L'emigrazione italiana in letteratura: scrittori e opere

L'emigrazione italiana in letteratura: scrittori e opere A cura di Vincenzo Lisciani Petrini.

Il fenomeno migratorio nella letteratura, come è stato rappresentato da autori e poeti nei romanzi e nelle poesie. Scrittori e opere che parlano di migranti, un argomento ancora oggi molto attuale.

1Una piccola suggestione

Emigranti italiani nel 1905 appena sbarcati ad Ellis Island
Emigranti italiani nel 1905 appena sbarcati ad Ellis Island — Fonte: getty-images

Ad Orfeo che scende nell’Ade per vedere Euridice è vietato di girarsi. La nostalgia può trattenerci e impedirci di andare avanti. Magari è un mito che parla solo della dimenticanza: se guardo l’antica Euridice, ormai morta, non potrò trovare la nuova Euridice che mi aspetta fuori dall’Ade. Dunque, non voltarsi indietro vuol dire anche non incappare nella nostalgia. Diamoci un ultimo bacio, facciamo un’ultima volta l’amore, visitiamo per l’ultima volta la nostra casa… significa voltarsi indietro e continuare ad amare i fantasmi. 
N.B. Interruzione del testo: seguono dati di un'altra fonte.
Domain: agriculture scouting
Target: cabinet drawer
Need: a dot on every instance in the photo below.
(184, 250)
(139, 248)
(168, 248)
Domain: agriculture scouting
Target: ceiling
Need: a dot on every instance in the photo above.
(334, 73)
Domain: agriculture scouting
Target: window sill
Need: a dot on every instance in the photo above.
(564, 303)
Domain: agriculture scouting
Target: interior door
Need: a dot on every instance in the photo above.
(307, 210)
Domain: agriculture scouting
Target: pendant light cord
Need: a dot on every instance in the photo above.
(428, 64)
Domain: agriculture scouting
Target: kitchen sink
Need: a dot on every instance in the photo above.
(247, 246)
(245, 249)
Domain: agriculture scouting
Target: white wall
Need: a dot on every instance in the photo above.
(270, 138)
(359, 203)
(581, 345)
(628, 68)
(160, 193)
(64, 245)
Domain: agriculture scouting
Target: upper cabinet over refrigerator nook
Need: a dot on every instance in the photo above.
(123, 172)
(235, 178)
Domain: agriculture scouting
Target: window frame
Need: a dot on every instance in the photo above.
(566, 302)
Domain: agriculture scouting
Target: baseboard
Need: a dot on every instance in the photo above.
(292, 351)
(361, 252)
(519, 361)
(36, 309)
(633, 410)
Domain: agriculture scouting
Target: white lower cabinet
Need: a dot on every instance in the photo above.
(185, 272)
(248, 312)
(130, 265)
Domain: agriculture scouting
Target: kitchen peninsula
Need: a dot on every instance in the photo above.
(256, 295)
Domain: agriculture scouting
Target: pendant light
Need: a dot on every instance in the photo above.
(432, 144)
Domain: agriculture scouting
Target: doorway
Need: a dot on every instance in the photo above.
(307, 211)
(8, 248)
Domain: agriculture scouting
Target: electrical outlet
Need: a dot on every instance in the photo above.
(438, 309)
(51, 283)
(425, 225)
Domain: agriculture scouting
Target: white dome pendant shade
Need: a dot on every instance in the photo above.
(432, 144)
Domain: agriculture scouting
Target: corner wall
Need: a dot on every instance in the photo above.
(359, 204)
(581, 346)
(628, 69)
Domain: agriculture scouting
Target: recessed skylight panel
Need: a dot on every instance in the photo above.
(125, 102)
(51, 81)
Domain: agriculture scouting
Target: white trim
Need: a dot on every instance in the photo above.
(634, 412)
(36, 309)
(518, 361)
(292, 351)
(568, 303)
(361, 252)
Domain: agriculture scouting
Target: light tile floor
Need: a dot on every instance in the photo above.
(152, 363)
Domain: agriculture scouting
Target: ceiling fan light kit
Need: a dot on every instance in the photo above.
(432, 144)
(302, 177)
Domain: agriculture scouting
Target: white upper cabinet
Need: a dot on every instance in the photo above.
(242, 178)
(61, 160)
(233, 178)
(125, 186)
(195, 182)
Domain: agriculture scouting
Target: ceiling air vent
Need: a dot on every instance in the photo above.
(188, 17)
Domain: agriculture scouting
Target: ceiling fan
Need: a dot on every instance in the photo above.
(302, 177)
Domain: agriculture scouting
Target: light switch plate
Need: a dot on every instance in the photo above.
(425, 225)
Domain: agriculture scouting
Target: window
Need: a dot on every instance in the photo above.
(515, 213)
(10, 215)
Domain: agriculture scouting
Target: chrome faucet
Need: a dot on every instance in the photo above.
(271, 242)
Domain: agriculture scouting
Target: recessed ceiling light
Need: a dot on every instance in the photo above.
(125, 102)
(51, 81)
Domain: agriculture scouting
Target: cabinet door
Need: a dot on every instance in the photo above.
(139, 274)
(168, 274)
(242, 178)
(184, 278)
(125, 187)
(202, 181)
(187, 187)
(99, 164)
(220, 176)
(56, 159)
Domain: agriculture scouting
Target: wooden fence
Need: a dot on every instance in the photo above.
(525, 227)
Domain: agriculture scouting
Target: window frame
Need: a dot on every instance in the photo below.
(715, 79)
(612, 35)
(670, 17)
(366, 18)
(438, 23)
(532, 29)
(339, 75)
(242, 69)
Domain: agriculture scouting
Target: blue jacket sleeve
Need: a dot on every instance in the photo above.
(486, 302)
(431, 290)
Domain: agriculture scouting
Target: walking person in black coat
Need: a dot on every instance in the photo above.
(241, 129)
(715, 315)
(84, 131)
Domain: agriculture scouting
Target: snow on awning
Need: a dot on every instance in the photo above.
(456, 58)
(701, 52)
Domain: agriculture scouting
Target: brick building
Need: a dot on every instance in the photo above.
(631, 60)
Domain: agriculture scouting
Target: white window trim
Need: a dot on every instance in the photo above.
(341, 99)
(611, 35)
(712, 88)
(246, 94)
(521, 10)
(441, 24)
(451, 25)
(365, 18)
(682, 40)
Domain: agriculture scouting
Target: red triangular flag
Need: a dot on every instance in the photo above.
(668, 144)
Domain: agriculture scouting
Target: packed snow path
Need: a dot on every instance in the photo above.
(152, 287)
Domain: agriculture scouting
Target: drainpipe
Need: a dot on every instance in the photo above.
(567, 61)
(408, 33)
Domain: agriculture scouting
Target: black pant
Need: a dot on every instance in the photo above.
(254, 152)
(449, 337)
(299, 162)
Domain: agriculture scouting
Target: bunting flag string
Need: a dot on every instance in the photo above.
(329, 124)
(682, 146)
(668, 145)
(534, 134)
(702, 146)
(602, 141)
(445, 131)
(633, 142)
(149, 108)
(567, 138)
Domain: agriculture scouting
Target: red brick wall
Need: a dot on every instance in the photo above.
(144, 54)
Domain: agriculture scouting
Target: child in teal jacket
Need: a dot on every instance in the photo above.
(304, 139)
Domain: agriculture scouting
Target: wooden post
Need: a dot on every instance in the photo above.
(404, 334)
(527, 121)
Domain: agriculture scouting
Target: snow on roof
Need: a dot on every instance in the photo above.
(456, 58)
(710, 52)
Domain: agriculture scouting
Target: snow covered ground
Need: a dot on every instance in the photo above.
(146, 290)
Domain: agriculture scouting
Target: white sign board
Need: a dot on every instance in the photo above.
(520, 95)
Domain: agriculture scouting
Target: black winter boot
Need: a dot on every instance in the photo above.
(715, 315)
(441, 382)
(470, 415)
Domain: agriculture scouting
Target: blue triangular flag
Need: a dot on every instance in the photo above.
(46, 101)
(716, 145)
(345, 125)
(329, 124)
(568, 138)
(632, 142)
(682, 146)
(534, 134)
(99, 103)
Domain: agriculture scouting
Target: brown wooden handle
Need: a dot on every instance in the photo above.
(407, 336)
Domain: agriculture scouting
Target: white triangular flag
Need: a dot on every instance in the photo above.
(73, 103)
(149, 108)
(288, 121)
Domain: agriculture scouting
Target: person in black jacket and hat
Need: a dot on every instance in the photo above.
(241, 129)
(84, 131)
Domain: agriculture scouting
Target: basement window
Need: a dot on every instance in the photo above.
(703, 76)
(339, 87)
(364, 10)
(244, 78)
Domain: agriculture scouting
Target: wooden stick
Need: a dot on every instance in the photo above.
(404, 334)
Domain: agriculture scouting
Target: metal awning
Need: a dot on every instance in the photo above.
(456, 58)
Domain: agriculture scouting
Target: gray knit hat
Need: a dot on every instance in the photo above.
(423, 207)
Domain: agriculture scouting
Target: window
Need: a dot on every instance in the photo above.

Perché questa premessa? Perché ci occupiamo di un fenomeno molto particolare: le migrazioni e il loro riflesso in letteratura, la storia di come molti nostri antenati sono andati alla ricerca del nuovo, senza voltarsi indietro

Partiamo proprio da una delle ultime narrazioni che sono state fatte in proposito: il monologo Novecento, di Alessandro Baricco, da cui è stato tratto il famoso film La leggenda del pianista sull’oceano

«Succedeva sempre che a un certo punto uno alzava la testa ... e la vedeva. È una cosa difficile da capire. Voglio dire ... Ci stavamo in più di mille, su quella nave, tra ricconi in viaggio, e emigranti, e gente strana, e noi ... Eppure c'era sempre uno, uno solo, uno che per primo ... la vedeva. Magari era lì che stava mangiando, o passeggiando, semplicemente, sul ponte ... magari era lì che si stava aggiustando i pantaloni ... alzava la testa un attimo, buttava un occhio verso il mare... e la vedeva. Allora si inchiodava, lì dov'era, gli partiva il cuore a mille, e, sempre, tutte le maledette volte, giuro, sempre, si girava verso di noi, verso la nave, verso tutti, e gridava (piano e lentamente): l'America. Poi rimaneva lì, immobile come se avesse dovuto entrare in una fotografia, con la faccia di uno che l'aveva fatta lui, l’America» (Alessandro Baricco, Novecento). 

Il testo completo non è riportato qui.